Consider Buffett's typical day at the offices of Berkshire Hathaway, the company he has run for the past 42 years, and you might throw in the towel right now. The spry 76-year-old arrives on the early side—usually about 8:30 a.m.—not to prepare for meetings (he rarely takes them) or check his E-mail (he has no work computer) or even to tally his stock portfolio (there's no Bloomberg terminal or even a calculator on his desk). He doesn't read progress reports from his managers (he discourages them) or study the latest research from the top stock market analysts (he shuns them completely). He doesn't even talk on the phone much, save for the occasional call to his stockbroker, when he might give the nod to buy tens of millions of a company's shares in a single day—all without pumping its CEO for information or getting approval from Berkshire's directors or from anyone else except, maybe, a few words from his longtime confidant and Berkshire vice chairman, Charles Munger.

More than luck. Despite—or, quite possibly, thanks to—the dearth of input, Buffett's results are as impressive as they are his alone. His stock picks beat the Standard & Poor's 500 index in 20 out of 24 years, according to one recent study, and by a margin so wide that its authors conclude that even the rarest of lucky streaks can't explain how $1,000 invested with Buffett in 1956 was worth $27.6 million at the end of 2006.

So what can? To be sure, Buffett possesses one of the keenest intellects in business, with a knack for crunching numbers in his head. "His neurons are really good at thinking in a purely abstract, rational way," says law professor Lawrence Cunningham, author of How to Think Like Benjamin Graham and Invest Like Warren Buffett. "It's a way of thinking in terms of calculations, of instantly recognizing if a company generates profits at a given cost over time. It's something businessmen learn to do before making a capital allocation.

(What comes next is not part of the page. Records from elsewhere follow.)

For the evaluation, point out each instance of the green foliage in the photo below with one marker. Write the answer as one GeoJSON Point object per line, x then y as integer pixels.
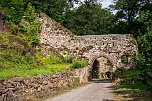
{"type": "Point", "coordinates": [79, 64]}
{"type": "Point", "coordinates": [13, 10]}
{"type": "Point", "coordinates": [12, 65]}
{"type": "Point", "coordinates": [67, 59]}
{"type": "Point", "coordinates": [88, 19]}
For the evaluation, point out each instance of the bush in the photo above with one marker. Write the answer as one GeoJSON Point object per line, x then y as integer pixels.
{"type": "Point", "coordinates": [67, 59]}
{"type": "Point", "coordinates": [79, 64]}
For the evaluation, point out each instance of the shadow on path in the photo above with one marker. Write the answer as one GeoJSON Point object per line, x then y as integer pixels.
{"type": "Point", "coordinates": [101, 81]}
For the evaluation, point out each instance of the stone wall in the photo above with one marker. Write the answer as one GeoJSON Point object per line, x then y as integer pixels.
{"type": "Point", "coordinates": [56, 38]}
{"type": "Point", "coordinates": [36, 87]}
{"type": "Point", "coordinates": [3, 25]}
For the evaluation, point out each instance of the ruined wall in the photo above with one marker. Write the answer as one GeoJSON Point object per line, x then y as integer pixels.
{"type": "Point", "coordinates": [56, 38]}
{"type": "Point", "coordinates": [37, 87]}
{"type": "Point", "coordinates": [3, 25]}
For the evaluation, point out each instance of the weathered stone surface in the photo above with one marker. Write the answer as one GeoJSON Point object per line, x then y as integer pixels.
{"type": "Point", "coordinates": [20, 89]}
{"type": "Point", "coordinates": [56, 38]}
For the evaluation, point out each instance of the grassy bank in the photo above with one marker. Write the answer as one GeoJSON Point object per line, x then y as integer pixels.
{"type": "Point", "coordinates": [24, 72]}
{"type": "Point", "coordinates": [131, 87]}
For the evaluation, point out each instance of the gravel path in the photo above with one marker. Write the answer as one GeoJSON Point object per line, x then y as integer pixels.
{"type": "Point", "coordinates": [96, 91]}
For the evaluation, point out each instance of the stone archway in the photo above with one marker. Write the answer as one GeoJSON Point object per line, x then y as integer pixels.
{"type": "Point", "coordinates": [102, 68]}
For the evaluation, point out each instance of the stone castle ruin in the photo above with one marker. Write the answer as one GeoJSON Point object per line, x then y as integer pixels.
{"type": "Point", "coordinates": [105, 52]}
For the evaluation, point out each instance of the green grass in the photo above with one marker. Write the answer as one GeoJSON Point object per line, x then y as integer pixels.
{"type": "Point", "coordinates": [24, 72]}
{"type": "Point", "coordinates": [130, 80]}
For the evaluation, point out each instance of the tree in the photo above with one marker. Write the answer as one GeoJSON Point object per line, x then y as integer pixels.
{"type": "Point", "coordinates": [127, 12]}
{"type": "Point", "coordinates": [88, 18]}
{"type": "Point", "coordinates": [13, 10]}
{"type": "Point", "coordinates": [53, 8]}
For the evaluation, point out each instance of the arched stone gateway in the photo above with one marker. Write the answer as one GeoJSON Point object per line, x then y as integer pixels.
{"type": "Point", "coordinates": [102, 68]}
{"type": "Point", "coordinates": [114, 47]}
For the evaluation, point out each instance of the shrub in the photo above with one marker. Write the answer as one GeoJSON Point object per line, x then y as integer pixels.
{"type": "Point", "coordinates": [67, 59]}
{"type": "Point", "coordinates": [79, 64]}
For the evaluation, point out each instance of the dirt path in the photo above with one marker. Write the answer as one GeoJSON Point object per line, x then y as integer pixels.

But for him, it's an innate apparatus."

Cunningham and other Buffettologists nonetheless doubt that the superinvestor possesses some sort of superhuman intelligence. "If you think he's got different chemicals flowing around in his cranium, you've got it all wrong," says journalist Roger Lowenstein, author of Buffett: The Making of an American Capitalist, in which he makes the case that it's Buffett's strength of character, as much as his smarts, that has made him so successful. "It's a combination of hard work and good judgment, and having the disposition to go with your call whether it's popular or not."